Andiamo avanti, stavolta con Umberto Bossi (ma se la smettesse, certa stampa facilona e banale, di chiamarlo “il senatúr”). Lo so, lo so, non è pietoso sparare su un caduto, ma come si fa a non indignarsi quando si legge che, in una pubblica occasione, ha dichiarato che le male azioni di Belsito, i furti di denaro dei contribuenti, il dossieraggio di Maroni, sono l’opera di un “complotto romano”. E ad uno che la sballa così grossa (va bene, forse ha l’attenuante dell’età, della malattia e della delusione subìta) lo abbiano preso sul serio, rispettato, temuto, fatto Ministro, e c’è stato persino chi ha definito il suo partito “una costola della sinistra”!

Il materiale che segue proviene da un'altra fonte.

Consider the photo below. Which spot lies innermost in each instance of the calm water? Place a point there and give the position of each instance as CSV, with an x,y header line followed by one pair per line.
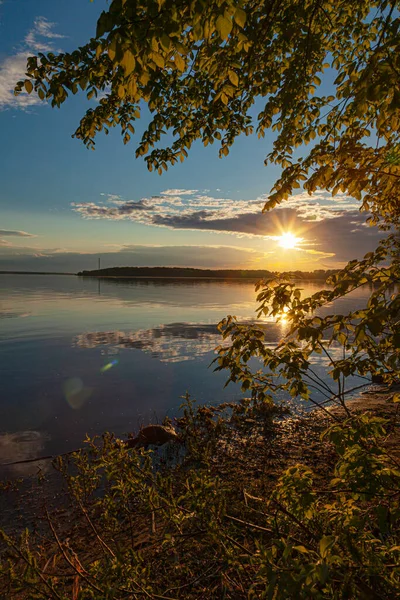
x,y
82,356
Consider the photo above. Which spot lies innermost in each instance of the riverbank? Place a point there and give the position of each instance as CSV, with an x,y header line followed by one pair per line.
x,y
129,517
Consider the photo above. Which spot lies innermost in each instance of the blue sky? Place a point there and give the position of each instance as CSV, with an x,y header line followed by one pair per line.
x,y
62,205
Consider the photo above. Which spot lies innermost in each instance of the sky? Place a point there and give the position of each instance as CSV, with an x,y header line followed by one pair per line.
x,y
62,206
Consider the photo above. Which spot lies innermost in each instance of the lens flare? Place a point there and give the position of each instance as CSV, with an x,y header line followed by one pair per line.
x,y
109,366
76,393
288,240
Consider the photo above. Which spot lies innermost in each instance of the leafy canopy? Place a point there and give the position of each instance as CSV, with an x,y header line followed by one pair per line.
x,y
201,65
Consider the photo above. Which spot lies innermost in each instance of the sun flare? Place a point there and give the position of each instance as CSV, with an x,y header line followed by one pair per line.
x,y
288,240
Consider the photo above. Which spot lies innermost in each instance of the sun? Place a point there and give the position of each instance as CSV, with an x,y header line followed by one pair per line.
x,y
288,240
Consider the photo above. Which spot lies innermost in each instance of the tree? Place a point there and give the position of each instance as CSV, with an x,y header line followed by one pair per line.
x,y
200,66
328,74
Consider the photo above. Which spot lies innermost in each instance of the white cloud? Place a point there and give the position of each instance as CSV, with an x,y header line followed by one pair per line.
x,y
15,233
13,68
176,192
188,209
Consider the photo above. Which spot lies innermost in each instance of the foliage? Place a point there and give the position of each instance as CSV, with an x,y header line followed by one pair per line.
x,y
196,525
362,343
324,72
136,527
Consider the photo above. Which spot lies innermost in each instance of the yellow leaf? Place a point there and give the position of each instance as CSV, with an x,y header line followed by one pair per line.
x,y
223,26
233,78
180,63
112,50
240,17
158,59
128,62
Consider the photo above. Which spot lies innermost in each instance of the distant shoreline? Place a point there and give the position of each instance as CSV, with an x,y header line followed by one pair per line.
x,y
35,273
191,278
195,273
182,273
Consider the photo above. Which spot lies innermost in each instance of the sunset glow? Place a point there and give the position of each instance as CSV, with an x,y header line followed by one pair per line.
x,y
288,240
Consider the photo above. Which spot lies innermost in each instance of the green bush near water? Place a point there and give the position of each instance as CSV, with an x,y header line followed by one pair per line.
x,y
201,527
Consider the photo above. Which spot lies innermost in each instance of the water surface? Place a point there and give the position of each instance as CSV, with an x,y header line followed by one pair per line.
x,y
80,356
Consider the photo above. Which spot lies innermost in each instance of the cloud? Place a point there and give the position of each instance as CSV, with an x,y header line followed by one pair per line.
x,y
11,232
188,209
13,68
178,192
332,230
52,260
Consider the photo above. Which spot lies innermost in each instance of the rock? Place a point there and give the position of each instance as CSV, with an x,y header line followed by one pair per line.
x,y
377,379
156,435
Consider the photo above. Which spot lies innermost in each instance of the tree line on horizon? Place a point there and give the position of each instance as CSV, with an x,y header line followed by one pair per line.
x,y
319,274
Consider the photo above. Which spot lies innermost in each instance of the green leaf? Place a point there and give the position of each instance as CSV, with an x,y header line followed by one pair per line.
x,y
223,26
240,17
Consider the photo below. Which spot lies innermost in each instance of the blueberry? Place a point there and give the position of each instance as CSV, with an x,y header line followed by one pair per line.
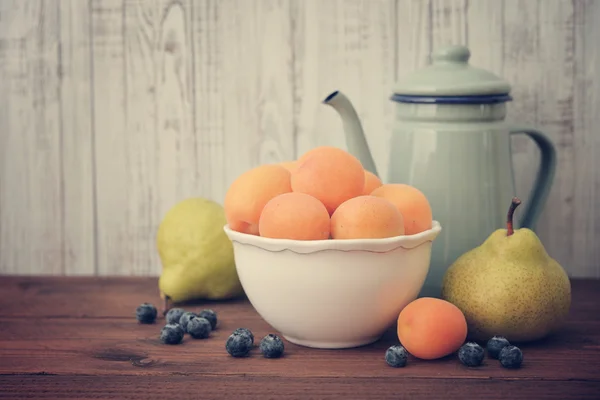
x,y
185,318
244,331
146,313
511,357
271,346
496,344
199,328
171,334
396,356
174,315
211,316
238,345
471,354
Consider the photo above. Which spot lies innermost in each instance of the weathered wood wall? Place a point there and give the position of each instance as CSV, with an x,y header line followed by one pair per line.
x,y
111,111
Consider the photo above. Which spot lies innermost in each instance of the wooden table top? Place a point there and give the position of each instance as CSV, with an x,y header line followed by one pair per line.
x,y
78,338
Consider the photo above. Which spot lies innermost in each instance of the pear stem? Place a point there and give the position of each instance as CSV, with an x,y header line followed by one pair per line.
x,y
509,217
166,305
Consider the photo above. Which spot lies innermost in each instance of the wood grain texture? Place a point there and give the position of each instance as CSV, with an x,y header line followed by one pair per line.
x,y
31,197
78,157
112,111
244,90
347,46
586,141
91,342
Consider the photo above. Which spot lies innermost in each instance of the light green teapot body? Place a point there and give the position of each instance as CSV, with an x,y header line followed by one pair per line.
x,y
451,141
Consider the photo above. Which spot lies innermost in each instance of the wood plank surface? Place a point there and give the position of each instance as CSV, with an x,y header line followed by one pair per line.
x,y
31,157
111,111
62,336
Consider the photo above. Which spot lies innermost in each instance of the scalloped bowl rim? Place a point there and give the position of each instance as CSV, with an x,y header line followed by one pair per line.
x,y
312,246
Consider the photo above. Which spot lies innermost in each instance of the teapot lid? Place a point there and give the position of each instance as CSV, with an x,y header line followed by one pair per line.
x,y
450,79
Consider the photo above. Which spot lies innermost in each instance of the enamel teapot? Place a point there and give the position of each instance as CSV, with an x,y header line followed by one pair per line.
x,y
451,141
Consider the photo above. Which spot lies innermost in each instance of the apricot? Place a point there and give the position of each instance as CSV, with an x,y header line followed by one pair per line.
x,y
296,216
249,192
366,217
289,165
372,182
431,328
330,174
411,202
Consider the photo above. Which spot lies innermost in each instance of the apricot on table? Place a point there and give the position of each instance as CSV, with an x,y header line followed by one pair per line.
x,y
411,202
431,328
366,217
372,182
330,174
249,192
296,216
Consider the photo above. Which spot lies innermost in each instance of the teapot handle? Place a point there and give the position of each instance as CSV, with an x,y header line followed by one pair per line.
x,y
545,175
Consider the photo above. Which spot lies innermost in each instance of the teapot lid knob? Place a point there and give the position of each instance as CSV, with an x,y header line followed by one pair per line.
x,y
449,78
455,54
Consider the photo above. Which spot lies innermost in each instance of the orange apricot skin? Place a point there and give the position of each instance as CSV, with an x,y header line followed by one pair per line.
x,y
411,202
249,192
289,165
431,328
296,216
366,217
330,174
372,182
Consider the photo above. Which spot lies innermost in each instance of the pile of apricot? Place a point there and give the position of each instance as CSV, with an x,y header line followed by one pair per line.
x,y
324,194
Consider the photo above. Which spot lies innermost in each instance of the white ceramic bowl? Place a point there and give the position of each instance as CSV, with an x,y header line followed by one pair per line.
x,y
332,293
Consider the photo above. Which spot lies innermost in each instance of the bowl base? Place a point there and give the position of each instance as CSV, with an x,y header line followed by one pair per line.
x,y
316,344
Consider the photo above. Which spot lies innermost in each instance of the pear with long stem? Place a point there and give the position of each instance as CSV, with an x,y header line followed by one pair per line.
x,y
509,286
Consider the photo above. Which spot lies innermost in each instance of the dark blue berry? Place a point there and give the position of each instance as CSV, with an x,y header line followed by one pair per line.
x,y
271,346
211,316
244,331
174,315
185,318
495,344
511,357
396,356
146,313
238,345
171,334
199,328
471,354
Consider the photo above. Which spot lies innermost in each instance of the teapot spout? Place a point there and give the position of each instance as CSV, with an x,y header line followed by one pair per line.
x,y
355,137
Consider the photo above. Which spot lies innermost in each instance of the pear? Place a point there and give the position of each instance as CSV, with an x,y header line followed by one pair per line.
x,y
196,254
509,286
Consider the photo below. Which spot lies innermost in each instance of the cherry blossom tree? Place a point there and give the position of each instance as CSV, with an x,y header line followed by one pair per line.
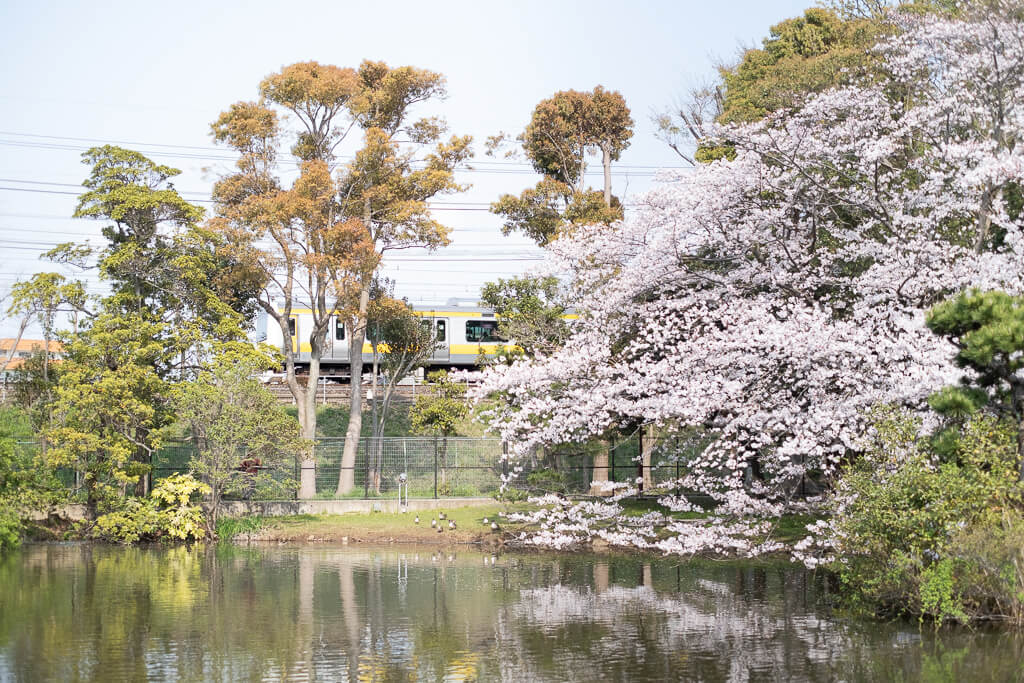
x,y
773,299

Da ultimo, l’ineffabile Calderoli che basta guardarlo per capire, senza scomodare Lombroso – come ha scritto con giustizia l’on. De Luca – che tipo è. Non bastava il regalo che ha fatto agli italiani con la sua legge elettorale, ora si scopre che abitava un appartamento in un quartiere elegante e caro di Roma, a spese della Lega. E si è difeso dicendo che quelli erano “soldi di famiglia”. E un simpatico presentatore di un talk-show televisivo, di solito serio ed equilibrato, si è chiesto che cosa ci fosse di male se un Partito paga l’affitto a un suo esponente costretto a trasferirsi nella Capitale. Ora, la Lega può fare ciò che vuole con i soldi propri, ma non quando questi soldi provengano dal finanziamento pubblico a fine di rimborso elettorale, e cioè sono soldi dei contribuenti assegnati per uno scopo preciso e limitato. E quindi tutti i cittadini hanno diritto di sapere e sindacare come sono spesi. Tanto più se il beneficiario di queste larghezze di partito è un signore (si fa per dire) che nella Capitale ci stava come deputato e, per molti anni, come Ministro, e cioè con stipendi che gli permettevano di pagarsi di tasca propria un alloggio più che decente nella tanto deprecata “Roma ladrona” (ma così dolce e così bella, vista dalle finestre di una casa sul Gianicolo).